Les anciens habitants des Chagos sont désormais les seuls à ne pouvoir se rendre sur place. Les touristes, eux, sont accueillis à bras ouverts (sauf sur Diego Garcia, interdite aux visiteurs). Une véritable torture pour Ivo : « Sur les réseaux sociaux, je tombe parfois sur des photos publiées par des touristes blancs, en vacances aux Chagos. Ça fait d’autant plus mal que nous n’avons pas le droit d’y mettre les pieds. Les autorités font même très attention à ce qu’aucun Chagossien ne soit embauché dans les restaurants et boîtes de nuit de l’archipel.

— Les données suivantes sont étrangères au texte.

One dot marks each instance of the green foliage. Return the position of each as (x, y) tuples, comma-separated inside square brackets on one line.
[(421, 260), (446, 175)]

On devient fous. Ils nous ont arrachés à notre paradis pour nous mettre en enfer. » Mais pas question d’abandonner : la dizaine de milliers de ces descendants d’esclaves répartis en Grande-Bretagne, sur l’île Maurice ou aux Seychelles compte bien continuer la lutte. Des actions plus « nerveuses » sont même dans les cartons. Mais chut, la NSA nous écoute...
NB : Pour aller plus loin, lire Le Silence des Chagos, de Shenaz Pattel (L’Olivier, 2005), et L’An prochain à Diego, de Jean-Claude de l’Estrac (Le Printemps, 2011).